A 0.375% CNS dispersion was prepared in N-methylpyrrolidone (NMP) using 3 wt.% CNS material coated with a water soluble polyurethane sizing (PU coated CNS). An appropriate amount of NMP (99.625% of formulation) was weighed into a jacketed beaker and brought to Nanoenclosure (hood) under secondary containment. A suitable amount of PU-coated CNS pellets (0.375%) was added to the NMP and introduced into the solvent. The PU polymer coating on the pellets was ignored in the calculation as it is a very small percentage of the total formulation, i.e. 0.02 wt%. The mixture was covered and brought back to the laboratory with secondary containment. The jacketed vessel was connected to cold water to prevent excessive heat build-up during processing. The mixture was stirred with a standard overhead mixer while an ultrasonic probe was used to provide 0.5kJ/g of energy to the mixture. For a 200g batch scale, the sonication duration was 10 min. The container was then transferred to a hood, where the dispersion was bottled.

Example 2: electrode preparation

Formulations were made at 0.25%, 0.5%, 1.0% and 1.5% CNS, using 1.5% PVDF binder (Arkema Kynar HSV 900). The active material is NCM111, i.e., Li_1+x(Ni_0.33Co_0.33Mn_0.33)_1-xO₂(7 μm D)₅₀) Supplied by BASF TODA Battery Materials LLC and having a mass median diameter (D) of 7 microns₅₀).

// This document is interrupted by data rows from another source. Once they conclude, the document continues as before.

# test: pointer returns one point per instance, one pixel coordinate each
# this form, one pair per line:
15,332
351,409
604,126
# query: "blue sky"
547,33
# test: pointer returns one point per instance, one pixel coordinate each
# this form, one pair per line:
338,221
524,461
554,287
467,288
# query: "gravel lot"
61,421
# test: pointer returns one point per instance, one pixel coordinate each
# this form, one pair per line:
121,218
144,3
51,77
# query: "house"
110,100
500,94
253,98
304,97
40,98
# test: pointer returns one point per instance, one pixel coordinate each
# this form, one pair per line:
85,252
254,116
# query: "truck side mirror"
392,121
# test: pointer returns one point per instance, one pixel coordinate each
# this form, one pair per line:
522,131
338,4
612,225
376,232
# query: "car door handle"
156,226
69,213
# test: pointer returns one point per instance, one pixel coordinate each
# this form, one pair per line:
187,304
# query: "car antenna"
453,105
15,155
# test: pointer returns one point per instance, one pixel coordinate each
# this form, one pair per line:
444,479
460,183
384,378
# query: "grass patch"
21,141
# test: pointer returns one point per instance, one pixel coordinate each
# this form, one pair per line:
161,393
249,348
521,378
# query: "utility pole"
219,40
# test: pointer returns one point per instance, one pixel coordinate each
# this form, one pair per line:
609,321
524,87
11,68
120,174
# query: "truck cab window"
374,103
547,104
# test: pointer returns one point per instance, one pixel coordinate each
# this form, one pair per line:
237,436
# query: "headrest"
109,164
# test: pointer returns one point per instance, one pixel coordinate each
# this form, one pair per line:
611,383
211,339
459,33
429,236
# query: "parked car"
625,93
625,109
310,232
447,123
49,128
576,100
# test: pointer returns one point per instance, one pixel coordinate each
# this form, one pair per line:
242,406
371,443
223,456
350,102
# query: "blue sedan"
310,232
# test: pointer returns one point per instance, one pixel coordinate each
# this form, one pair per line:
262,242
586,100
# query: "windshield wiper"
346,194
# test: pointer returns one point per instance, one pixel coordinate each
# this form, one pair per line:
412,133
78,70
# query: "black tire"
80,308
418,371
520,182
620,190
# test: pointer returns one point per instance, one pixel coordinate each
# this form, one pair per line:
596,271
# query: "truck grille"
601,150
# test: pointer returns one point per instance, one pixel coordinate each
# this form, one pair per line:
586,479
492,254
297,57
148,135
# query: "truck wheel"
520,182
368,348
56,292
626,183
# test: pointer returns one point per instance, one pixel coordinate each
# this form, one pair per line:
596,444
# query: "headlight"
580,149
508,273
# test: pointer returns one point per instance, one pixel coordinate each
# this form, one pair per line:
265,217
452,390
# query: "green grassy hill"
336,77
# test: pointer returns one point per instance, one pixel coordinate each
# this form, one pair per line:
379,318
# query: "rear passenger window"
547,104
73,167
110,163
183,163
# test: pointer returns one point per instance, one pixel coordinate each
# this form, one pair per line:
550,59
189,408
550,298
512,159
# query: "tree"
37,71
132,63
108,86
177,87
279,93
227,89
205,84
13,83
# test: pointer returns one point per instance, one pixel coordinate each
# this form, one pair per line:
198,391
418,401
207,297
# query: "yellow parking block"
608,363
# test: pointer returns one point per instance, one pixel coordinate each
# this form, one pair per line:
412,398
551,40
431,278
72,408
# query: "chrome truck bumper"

A slurry was prepared by weighing appropriate amounts of CNS dispersion, PVDF binder solution (pre-dissolved in NMP at 10 wt.%), NCM111 powder and NMP. The final solids loading achieved to produce a slurry viscosity sufficient for coating is listed on table 4. The electrode slurry was mixed in one step using a SPEX800 mill and two zirconia media for 30 minutes.

TABLE 4

CNS loading	Total solids of paste
		0.25％	56％
0.5％	41％
		1.0％	26％
1.5％	20％

The electrode slurry was coated on aluminum foil using an automated knife coater (model MSK-AFA-III from MTI corp. NMP was evaporated in a convection oven set at 80 ℃ for 20 minutes. Electrode paste was added at 10mg/cm²Coated and calendered with a hand-operated roller press to a density of 2.8 g/cc.

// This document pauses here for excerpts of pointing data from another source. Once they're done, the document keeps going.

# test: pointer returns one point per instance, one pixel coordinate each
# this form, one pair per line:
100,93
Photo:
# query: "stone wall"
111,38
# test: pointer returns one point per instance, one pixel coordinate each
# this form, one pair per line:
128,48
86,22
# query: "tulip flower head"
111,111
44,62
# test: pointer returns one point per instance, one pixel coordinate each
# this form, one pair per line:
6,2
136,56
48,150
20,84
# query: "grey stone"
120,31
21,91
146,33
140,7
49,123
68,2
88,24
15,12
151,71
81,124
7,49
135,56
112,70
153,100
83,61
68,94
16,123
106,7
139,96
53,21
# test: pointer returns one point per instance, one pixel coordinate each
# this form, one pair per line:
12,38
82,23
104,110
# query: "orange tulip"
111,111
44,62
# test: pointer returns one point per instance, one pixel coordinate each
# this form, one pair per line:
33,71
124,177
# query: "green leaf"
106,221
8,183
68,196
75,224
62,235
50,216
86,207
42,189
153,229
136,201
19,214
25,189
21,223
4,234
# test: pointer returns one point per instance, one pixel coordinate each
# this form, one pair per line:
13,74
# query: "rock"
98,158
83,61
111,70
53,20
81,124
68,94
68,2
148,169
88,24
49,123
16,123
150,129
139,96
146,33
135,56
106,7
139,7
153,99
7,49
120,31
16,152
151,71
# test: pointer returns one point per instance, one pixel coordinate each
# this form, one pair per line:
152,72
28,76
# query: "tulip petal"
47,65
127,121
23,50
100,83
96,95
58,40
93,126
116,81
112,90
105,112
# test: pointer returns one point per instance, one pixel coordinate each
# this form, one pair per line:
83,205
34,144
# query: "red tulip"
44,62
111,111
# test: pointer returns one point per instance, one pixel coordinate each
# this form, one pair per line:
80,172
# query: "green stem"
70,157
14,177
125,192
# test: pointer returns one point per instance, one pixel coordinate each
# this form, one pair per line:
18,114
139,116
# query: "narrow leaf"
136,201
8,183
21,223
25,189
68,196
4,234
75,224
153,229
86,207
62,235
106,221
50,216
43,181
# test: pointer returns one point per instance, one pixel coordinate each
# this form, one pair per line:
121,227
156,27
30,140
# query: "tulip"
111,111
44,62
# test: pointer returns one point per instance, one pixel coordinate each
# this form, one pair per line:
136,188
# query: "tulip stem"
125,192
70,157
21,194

Example 3: electrode resistor

The sheet resistance of the coated electrodes was measured with a Lucas Lab 302 four probe workstation and an SP4 probe head (connected to the back of the Keithley2410C source meter). The measurements were performed in a two-wire formulation mode, as it was found that the four-wire measurement resulted in a strong contribution to the conductivity of the substrate. The reported values are direct ohmic readings from the instrument at a current of 0.1 milliamps (mA), and a cathode calendering density of 2.8 g/cc. All cathodes tested here were of the same thickness.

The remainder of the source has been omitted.